We close comments on older posts to fight comment spam.

  1. LegallyBrunette says:

    “ Just because a technology is powerful, that does not mean it is good. And just because a new technology is an impressive scientific discovery, that doesn’t make it ethical–or wise–to use it.”

    Thank you! Big tech was allowed to get so powerful, so quickly, because it was not regulated. It has been terrifying to watch.

    • Snoozer says:

      Part of the issue is that so many lawmakers are old and don’t understand even the basics about tech. Some of the questions Senate Committees ask the heads of Big Tech are mortifying. How can you legislate something you can’t even remotely grasp?

  2. Shawna says:

    I’m not an IP expert, but I have a good grasp on fair use. Open AI could try to launch a defense based on their usage being transformational and non-consumptive. That is, their models, algorithms, and text outputs transform the base data in a way that creates something new (adds new intellectual property). The training datasets become unrecognizable and are not available to normal users. Finally, they in no way compete with the NYT (they are not news outlets, nor do they give users direct access to readable NYT files). However, the ability to ingest copyrighted content at such a large scale could be a plausible reason for a judge to re-examine fair use policies.
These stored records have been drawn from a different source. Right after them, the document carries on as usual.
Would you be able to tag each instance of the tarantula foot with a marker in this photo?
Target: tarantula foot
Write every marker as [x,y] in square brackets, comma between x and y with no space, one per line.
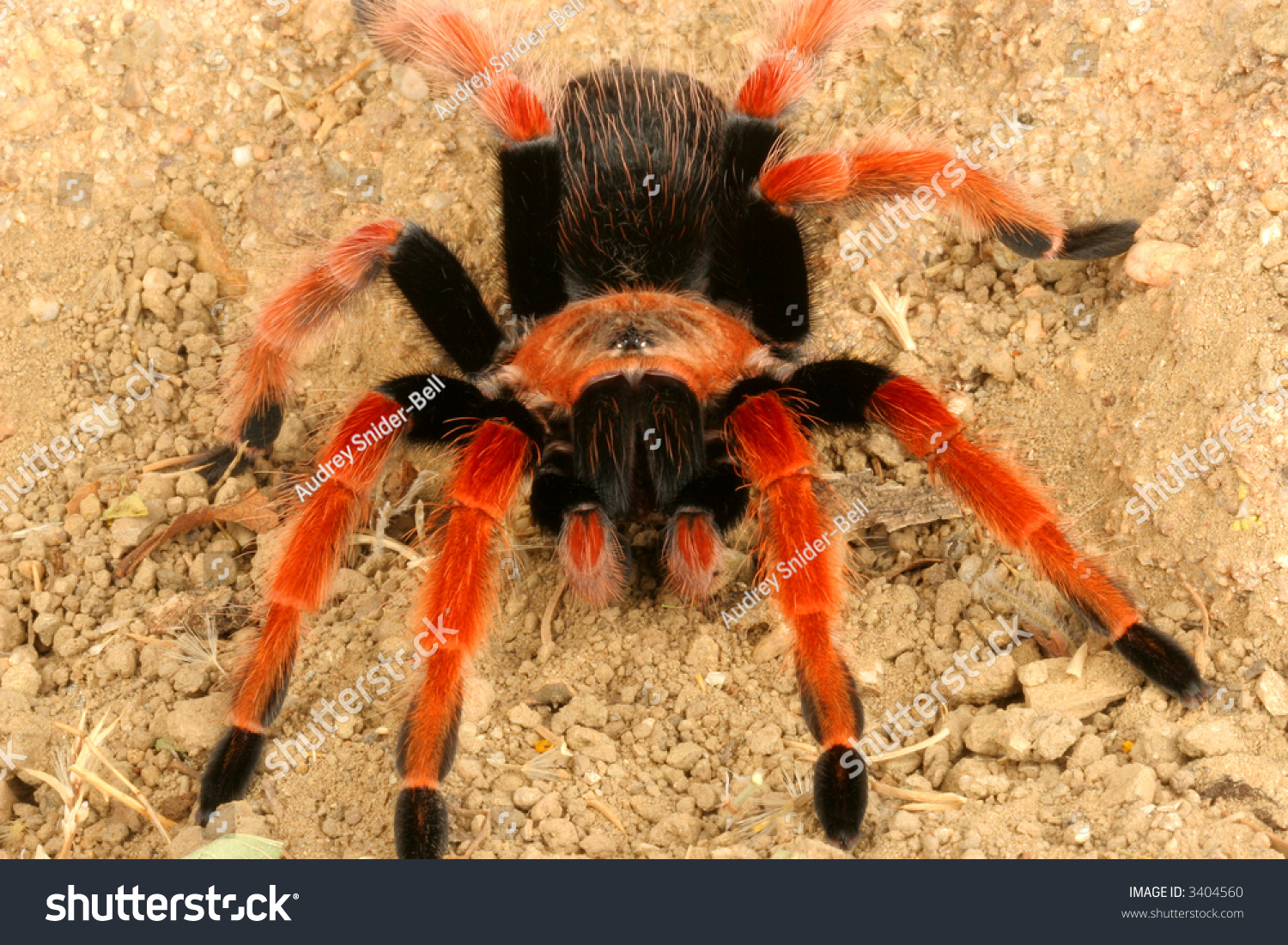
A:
[229,770]
[840,795]
[1164,663]
[214,463]
[420,824]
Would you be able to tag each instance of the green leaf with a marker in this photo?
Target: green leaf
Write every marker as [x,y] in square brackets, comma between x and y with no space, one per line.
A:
[239,846]
[129,507]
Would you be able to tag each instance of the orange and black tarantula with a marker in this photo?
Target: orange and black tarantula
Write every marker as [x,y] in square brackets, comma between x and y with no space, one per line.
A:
[654,257]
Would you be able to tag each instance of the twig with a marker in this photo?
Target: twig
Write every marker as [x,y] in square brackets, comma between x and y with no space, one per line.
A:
[1200,659]
[414,560]
[241,452]
[894,314]
[548,645]
[912,566]
[167,463]
[610,814]
[352,74]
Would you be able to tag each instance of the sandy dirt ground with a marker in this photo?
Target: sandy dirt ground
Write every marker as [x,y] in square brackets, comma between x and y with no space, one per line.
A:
[162,167]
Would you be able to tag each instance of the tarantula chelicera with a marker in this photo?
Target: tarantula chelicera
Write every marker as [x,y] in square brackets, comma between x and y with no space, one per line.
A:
[653,254]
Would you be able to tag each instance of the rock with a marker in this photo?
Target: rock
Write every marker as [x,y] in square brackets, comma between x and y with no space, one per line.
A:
[1247,782]
[273,110]
[1131,783]
[196,725]
[205,288]
[809,849]
[12,633]
[703,653]
[193,219]
[43,309]
[1001,366]
[133,94]
[479,695]
[1273,35]
[991,682]
[129,532]
[554,694]
[25,733]
[1023,734]
[30,116]
[548,808]
[767,739]
[973,778]
[1211,738]
[1107,677]
[191,484]
[22,677]
[581,710]
[1156,263]
[559,834]
[684,756]
[121,658]
[409,82]
[951,597]
[675,829]
[1087,749]
[599,846]
[1272,690]
[161,306]
[526,797]
[580,738]
[525,716]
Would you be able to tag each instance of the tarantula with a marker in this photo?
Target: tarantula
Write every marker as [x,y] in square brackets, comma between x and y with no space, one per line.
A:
[654,259]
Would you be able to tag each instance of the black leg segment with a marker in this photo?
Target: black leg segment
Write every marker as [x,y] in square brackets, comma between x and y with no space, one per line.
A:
[445,298]
[531,190]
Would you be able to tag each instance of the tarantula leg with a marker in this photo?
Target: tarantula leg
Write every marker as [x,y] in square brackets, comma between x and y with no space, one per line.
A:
[706,507]
[1006,500]
[450,620]
[262,376]
[881,173]
[809,589]
[531,195]
[419,409]
[805,31]
[316,541]
[428,275]
[440,38]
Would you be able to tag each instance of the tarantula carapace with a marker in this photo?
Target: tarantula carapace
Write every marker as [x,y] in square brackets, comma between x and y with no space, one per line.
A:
[653,254]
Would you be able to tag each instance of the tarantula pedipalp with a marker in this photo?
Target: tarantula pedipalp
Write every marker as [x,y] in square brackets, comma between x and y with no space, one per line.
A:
[653,251]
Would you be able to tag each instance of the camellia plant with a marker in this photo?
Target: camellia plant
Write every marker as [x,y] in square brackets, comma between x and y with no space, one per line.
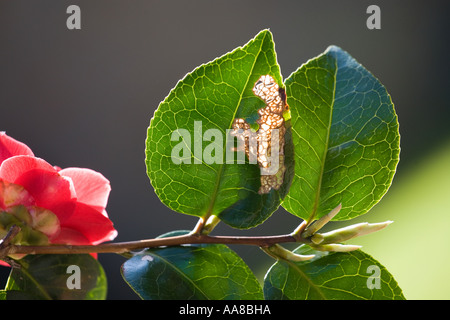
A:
[231,143]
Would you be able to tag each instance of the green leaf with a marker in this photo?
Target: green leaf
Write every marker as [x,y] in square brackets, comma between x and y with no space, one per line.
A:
[50,277]
[191,272]
[330,276]
[208,100]
[346,138]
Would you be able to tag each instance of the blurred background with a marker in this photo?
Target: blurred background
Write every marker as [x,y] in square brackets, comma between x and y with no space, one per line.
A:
[85,97]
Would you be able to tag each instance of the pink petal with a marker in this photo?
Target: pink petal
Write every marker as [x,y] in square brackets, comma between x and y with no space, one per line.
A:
[90,223]
[39,178]
[10,147]
[91,187]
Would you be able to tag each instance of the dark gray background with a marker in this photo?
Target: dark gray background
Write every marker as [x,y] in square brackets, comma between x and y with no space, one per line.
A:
[85,97]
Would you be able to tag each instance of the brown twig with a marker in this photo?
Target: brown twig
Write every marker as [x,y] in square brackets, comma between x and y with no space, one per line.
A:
[124,247]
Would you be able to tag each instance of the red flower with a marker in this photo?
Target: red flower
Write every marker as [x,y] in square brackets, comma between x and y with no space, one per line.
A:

    That said, I’m on the side of human creators. Their work is far better than AI generated content. I don’t want people getting used to their vastly inferior and unreliable results and therefore stop wanting or recognizing excellent, original writing and art. What we need training in is critical literacy (that will let us tell the difference) and empathy (that will call for fair treatment of content producers and low-paid digital laborers in the global South).

    • Jais says:

      Thanks for providing info on the possible defense. I’m on side with the human creators too. It’s all so wild. I feel like I’ve been sleeping on this topic and not paying attention and now it’s everywhere and scary af.

  3. Concern Fae says:

    Worked for a university where students were building the sorts of datasets used in OpenAI. If you are doing it purely for research, you can claim fair use on copyright issues. The problem is that business sees the results in the papers that are published and want to replicate it. Students are hired for the work they have have done and want to keep doing it. So what was legit as university research turns into very much not OK for profit businesses.
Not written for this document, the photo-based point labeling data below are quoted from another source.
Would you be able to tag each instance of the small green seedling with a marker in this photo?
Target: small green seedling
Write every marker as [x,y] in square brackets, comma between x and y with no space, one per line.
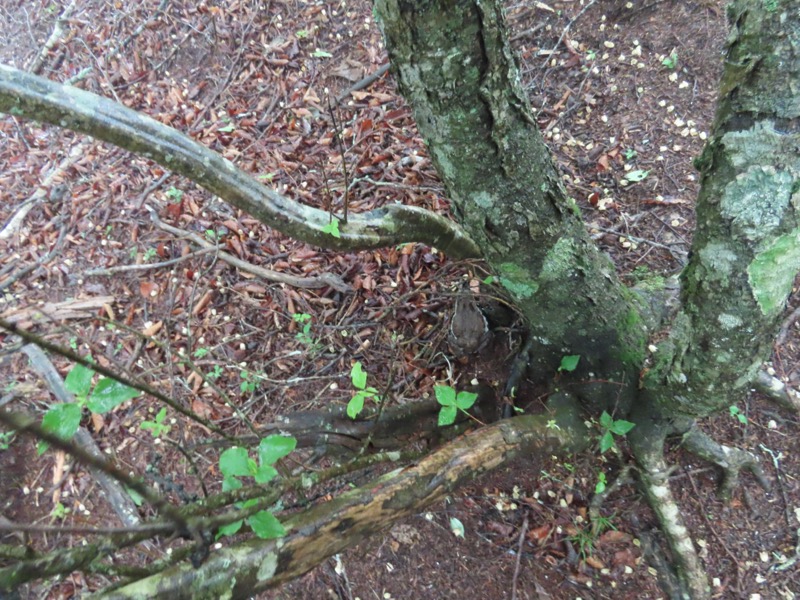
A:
[157,427]
[359,378]
[636,175]
[332,228]
[569,363]
[452,403]
[610,429]
[63,419]
[671,61]
[59,511]
[174,194]
[235,463]
[248,384]
[601,483]
[738,414]
[6,437]
[304,336]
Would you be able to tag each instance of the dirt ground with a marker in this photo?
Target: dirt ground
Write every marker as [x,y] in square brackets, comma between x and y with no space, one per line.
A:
[625,95]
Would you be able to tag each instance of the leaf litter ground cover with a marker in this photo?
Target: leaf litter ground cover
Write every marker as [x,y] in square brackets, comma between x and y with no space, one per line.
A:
[624,93]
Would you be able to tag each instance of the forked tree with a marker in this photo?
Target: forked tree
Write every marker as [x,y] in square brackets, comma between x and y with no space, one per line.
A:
[659,356]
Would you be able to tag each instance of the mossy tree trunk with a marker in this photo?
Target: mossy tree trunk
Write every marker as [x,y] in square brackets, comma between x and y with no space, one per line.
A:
[454,65]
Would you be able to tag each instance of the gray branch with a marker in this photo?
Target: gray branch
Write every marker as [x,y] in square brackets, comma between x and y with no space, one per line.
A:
[33,97]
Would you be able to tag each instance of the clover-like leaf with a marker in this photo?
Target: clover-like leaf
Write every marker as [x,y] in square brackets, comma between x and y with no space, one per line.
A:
[266,526]
[274,447]
[235,462]
[108,394]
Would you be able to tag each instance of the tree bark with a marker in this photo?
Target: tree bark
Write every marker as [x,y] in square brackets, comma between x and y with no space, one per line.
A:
[455,67]
[746,249]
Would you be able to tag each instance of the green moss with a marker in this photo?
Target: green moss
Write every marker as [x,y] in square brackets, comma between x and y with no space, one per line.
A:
[517,281]
[772,272]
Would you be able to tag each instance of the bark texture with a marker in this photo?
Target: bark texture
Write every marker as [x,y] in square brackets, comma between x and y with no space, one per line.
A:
[746,249]
[455,67]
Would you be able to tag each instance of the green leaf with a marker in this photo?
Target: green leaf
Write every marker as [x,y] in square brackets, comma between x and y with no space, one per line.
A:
[358,376]
[465,400]
[636,175]
[79,380]
[621,427]
[274,447]
[569,363]
[230,483]
[445,394]
[62,420]
[457,527]
[356,405]
[447,415]
[235,462]
[230,528]
[108,394]
[266,526]
[606,442]
[265,474]
[332,228]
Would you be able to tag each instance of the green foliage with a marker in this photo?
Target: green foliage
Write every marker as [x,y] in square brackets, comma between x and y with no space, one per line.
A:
[569,363]
[601,483]
[157,427]
[636,175]
[6,437]
[59,511]
[671,61]
[304,336]
[332,228]
[215,373]
[738,414]
[150,254]
[611,428]
[586,537]
[174,194]
[359,379]
[236,462]
[452,402]
[248,383]
[63,419]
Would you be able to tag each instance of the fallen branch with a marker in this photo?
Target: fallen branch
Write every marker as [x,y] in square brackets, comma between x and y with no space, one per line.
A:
[114,493]
[319,281]
[29,96]
[247,568]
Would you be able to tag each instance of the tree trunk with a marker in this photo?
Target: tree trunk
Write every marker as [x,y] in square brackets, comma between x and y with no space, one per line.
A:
[454,65]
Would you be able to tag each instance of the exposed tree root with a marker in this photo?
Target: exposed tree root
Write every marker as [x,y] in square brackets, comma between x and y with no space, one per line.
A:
[647,443]
[730,460]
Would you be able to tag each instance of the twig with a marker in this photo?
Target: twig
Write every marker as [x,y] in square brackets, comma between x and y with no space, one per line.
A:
[319,281]
[522,533]
[361,84]
[147,266]
[15,222]
[55,37]
[119,500]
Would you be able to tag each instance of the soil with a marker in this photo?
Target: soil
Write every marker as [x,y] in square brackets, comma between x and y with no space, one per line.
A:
[625,95]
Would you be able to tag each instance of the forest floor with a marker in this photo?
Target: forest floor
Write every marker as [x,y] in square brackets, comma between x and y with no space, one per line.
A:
[625,95]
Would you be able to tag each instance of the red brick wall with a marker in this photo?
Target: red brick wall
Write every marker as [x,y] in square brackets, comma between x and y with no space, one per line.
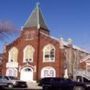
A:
[37,43]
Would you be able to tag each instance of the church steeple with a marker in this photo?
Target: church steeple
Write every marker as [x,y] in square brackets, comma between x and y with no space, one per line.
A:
[36,19]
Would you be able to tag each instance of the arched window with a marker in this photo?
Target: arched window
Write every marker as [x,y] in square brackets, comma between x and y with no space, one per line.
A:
[49,53]
[28,54]
[48,72]
[11,72]
[13,54]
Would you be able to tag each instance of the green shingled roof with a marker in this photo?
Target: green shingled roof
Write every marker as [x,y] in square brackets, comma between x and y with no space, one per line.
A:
[36,19]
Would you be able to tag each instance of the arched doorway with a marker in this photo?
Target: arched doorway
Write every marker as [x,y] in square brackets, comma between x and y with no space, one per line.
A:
[26,74]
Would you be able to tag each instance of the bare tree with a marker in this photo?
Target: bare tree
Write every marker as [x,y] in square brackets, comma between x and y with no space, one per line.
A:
[7,31]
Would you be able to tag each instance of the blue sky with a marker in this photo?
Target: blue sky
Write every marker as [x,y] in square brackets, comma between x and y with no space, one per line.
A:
[65,18]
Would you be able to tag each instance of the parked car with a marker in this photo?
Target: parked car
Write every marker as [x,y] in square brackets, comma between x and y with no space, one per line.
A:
[60,84]
[11,82]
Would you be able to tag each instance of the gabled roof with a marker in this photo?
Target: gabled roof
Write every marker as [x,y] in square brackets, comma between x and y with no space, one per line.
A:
[36,19]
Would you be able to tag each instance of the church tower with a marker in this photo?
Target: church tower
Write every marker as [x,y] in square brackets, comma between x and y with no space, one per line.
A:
[36,20]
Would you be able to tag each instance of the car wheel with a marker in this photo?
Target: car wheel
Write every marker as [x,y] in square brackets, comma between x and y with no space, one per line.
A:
[78,88]
[10,86]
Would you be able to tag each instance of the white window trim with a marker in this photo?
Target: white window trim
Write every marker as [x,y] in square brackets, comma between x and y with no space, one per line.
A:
[9,55]
[49,60]
[47,68]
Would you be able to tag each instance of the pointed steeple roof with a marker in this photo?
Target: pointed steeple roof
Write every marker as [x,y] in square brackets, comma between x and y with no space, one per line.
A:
[36,19]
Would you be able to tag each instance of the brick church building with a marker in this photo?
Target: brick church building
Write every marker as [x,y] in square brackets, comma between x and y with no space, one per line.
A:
[36,54]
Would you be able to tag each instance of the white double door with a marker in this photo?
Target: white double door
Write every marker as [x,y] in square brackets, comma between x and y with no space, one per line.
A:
[26,74]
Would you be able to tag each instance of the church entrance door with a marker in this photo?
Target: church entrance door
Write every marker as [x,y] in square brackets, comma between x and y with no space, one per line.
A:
[26,74]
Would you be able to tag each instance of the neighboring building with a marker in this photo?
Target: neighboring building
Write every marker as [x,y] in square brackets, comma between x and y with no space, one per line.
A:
[36,54]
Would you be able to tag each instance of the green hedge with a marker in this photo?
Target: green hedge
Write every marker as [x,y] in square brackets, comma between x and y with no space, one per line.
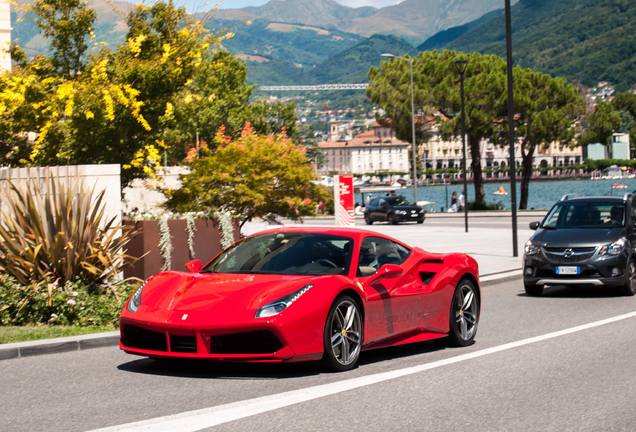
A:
[71,304]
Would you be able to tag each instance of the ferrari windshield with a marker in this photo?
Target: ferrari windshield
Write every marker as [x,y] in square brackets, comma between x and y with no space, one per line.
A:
[595,214]
[292,253]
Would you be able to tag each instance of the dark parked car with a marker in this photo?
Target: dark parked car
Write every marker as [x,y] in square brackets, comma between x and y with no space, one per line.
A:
[583,241]
[393,209]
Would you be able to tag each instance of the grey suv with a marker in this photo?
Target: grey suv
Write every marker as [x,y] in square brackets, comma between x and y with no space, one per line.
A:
[583,241]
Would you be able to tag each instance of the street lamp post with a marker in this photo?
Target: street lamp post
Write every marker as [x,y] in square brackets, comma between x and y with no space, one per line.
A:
[511,133]
[461,66]
[391,56]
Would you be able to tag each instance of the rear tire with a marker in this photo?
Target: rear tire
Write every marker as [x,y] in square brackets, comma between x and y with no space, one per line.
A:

    And universities can end up with financial stakes in student research and companies. All of which creates huge ethical problems.

  4. Lurker25 says:

    1) almost every single sci Fi writers predictions since the dawn of time has come true. From Jules Vern predicting submarines to William Gibson predicting the Internet. Those who tackle artificial intelligence inevitably predict dire consequences for humanity and the planet

    2) the way the tech press fangirls about AI is a pathetic dereliction of journalism. It’s not “intelligence” if all you’ve done is to program a machine by brute force ingestion of so much data that it vomits out responses on cue. It says more about the humans ability to create tech that can handle this much data, it says very little about the result. “creativity” means of originality. Regurgitating pre-existing work is not creative. AI “mashups” only look impressive bc we’ve accepted corporate promotion of hackneyed work by humans.
    A relative asked chatgp to write a story using my child and his pet and our city. She was so impressed with the result. Thing is – she doesn’t live in our city. Neither does chatgp, which you’d think would have been programmed with enough info to know that we don’t be have alleys, the city isn’t walkable, it’s laughable to think of my child’s pet breed attempting chatGPs imaginary rescue.. These and dozens of other details that ANY human writer would have thought through, using the same cues that were fed into AI.

    It’s so sad that corporations dont value the incredible computers that already exist in their employees heads. The brains that manage the tasks of massaging bosses egos, getting through school drop offs and traffic and getting to work on time, making dinner while answering work emails, and a thousand other difficulties that involve multitasking and soft skills that AI cannot even fathom.